Another way of accomplishing a harmonization of the scholarly information economy was suggested by Hawkins: the independent nonprofit corporation model in which universities and colleges would invest together in a new organization that would serve as a broker, negotiator, service provider, and focus for philanthropy. It would leverage individual resources by creating a common investment pool.
However the solution to the problem of the economic crisis in scholarly communication is approached, there must be a fundamental change in how the process as a whole is conceived and how intellectual property rights of both authors and universities are managed.
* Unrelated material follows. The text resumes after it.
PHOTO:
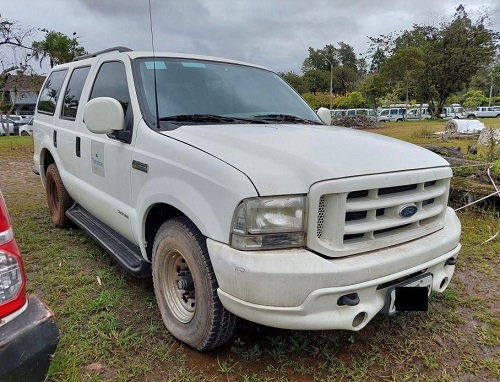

Such a change cannot be made unilaterally by university libraries and presses but will require the strategic involvement and commitment of university administrators and faculty within the university and among universities. Patricia Battin, envisioning an integrated scholarly information flow, said almost ten years ago:
Commitment to new cooperative interinstitutional mechanisms for sharing infrastructure costs-such as networks, print collections, and database development and access-in the recognition that continuing to view information technologies and services as a bargaining chip in the competition for students and faculty is, in the end, a counterproductive strategy for higher education. If the scholarly world is to maintain control of and access to its knowledge, both new and old, new cooperative ventures must be organized for the management of knowledge itself, rather than the ownership of formats.